Sendo assim, as perspectivas para o ramo em 2020 eram muito boas. Entretanto, a chegada da COVID-19 impactou o setor de sua maneira.
A Sputnik Brasil falou com especialistas em agropecuária para entender melhor a influência da pandemia sobre o setor, bem como sobre as lições que os representantes do ramo e o governo poderiam aprender com a situação.
Expectativas vs. realidade
Dra. Nicole Rennó, pesquisadora em macroeconomia do CEPEA da Esalq/USP, explicou à Sputnik Brasil o porquê da grande expectativa do setor em 2020 antes da pandemia.
Segundo a pesquisadora, dá para destacar quatro pontos-chave dessa aposta: a perspectiva excelente para a safra de grãos importantes para o volume produzido de café; a persistência da peste suína africana, sobretudo na China, que iria favorecer a demanda internacional e os preços domésticos das carnes; e as boas perspectivas para o setor de biocombustíveis diante do RenovaBio, política nacional de biocombustíveis. Além disso, em 2020 ia se consolidando uma expectativa de melhora no crescimento do PIB brasileiro para o ano, que iria favorecer o desempenho da agroindústria de base agrícola.

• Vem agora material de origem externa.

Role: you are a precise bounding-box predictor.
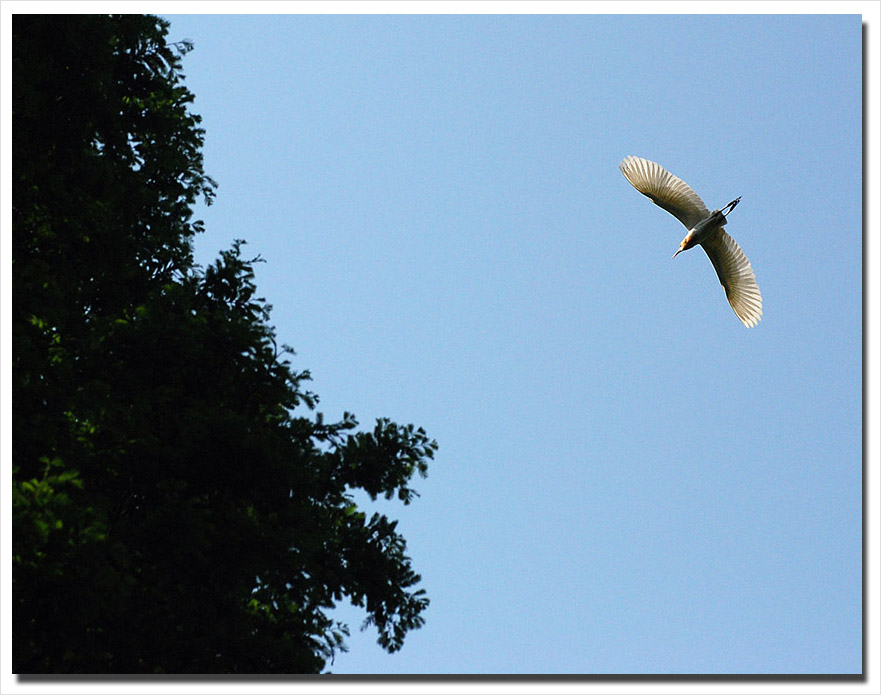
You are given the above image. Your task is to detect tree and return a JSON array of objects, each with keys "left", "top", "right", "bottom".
[{"left": 12, "top": 15, "right": 437, "bottom": 673}]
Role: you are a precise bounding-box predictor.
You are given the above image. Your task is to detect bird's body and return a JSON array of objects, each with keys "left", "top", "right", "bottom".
[{"left": 620, "top": 156, "right": 762, "bottom": 328}]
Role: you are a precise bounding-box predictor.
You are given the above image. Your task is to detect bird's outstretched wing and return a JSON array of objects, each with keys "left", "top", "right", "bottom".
[
  {"left": 618, "top": 155, "right": 710, "bottom": 229},
  {"left": 701, "top": 227, "right": 762, "bottom": 328}
]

Entretanto, mesmo com a chegada da pandemia, as perspectivas continuam boas, de acordo com a analista, embora haja "algumas mudanças importantes e alguma piora diante do que se esperava anteriormente".
Vale destacar que, em momentos de crise, a agricultura costuma ser um dos setores menos afetados, já que a questão alimentícia continua sendo fundamental mesmo com desemprego e diminuição de renda.

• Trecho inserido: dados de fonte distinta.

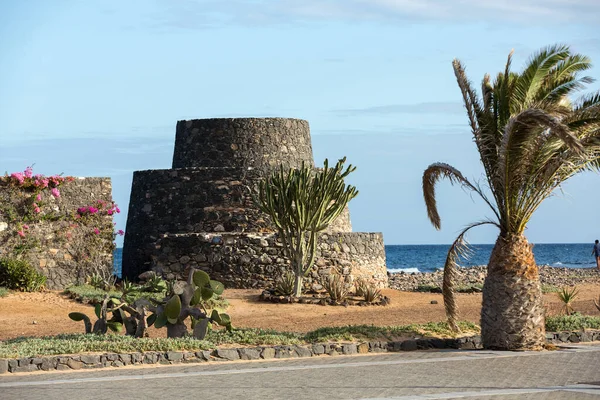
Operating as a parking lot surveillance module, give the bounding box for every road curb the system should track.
[0,331,600,374]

Segundo o relatório da PricewaterhouseCoopers Brasil (PwC Brasil), intitulado "Impactos da COVID-19 no agronegócio brasileiro", o isolamento social faz com que cresça a demanda de produtos com longa duração de armazenamento.
"O isolamento social estimula a demanda de produtos que permitem um maior tempo de armazenamento (soja, milho, trigo e café), impactando cadeias de valor de produtos perecíveis (frutas, legumes, flores)."

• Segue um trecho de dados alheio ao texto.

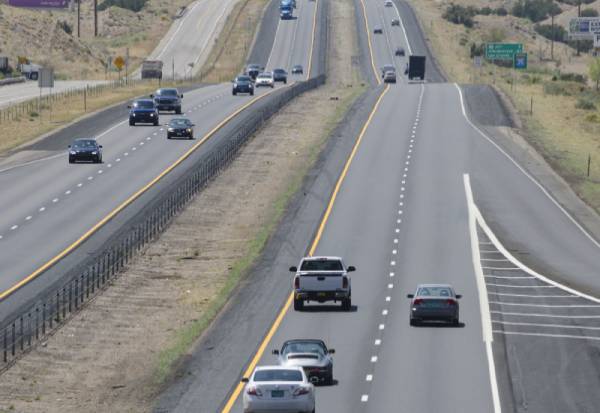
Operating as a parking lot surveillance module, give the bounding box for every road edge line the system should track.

Além disso, segundo o relatório, "a valorização do dólar ante o real compensa parte da queda dos preços das commodities agrícolas, favorecendo as exportações".
Tal fato também é destacado por Rennó. "Produção de grãos vai ser recorde, 250 milhões de toneladas, produção de café muito maior que na safra anterior, preços da agricultura estão bons e com perspectiva de altos patamares, nesse último caso, influenciados pelo real desvalorizado, pela boa demanda externa e alguma recuperação de demanda doméstica para certos produtos."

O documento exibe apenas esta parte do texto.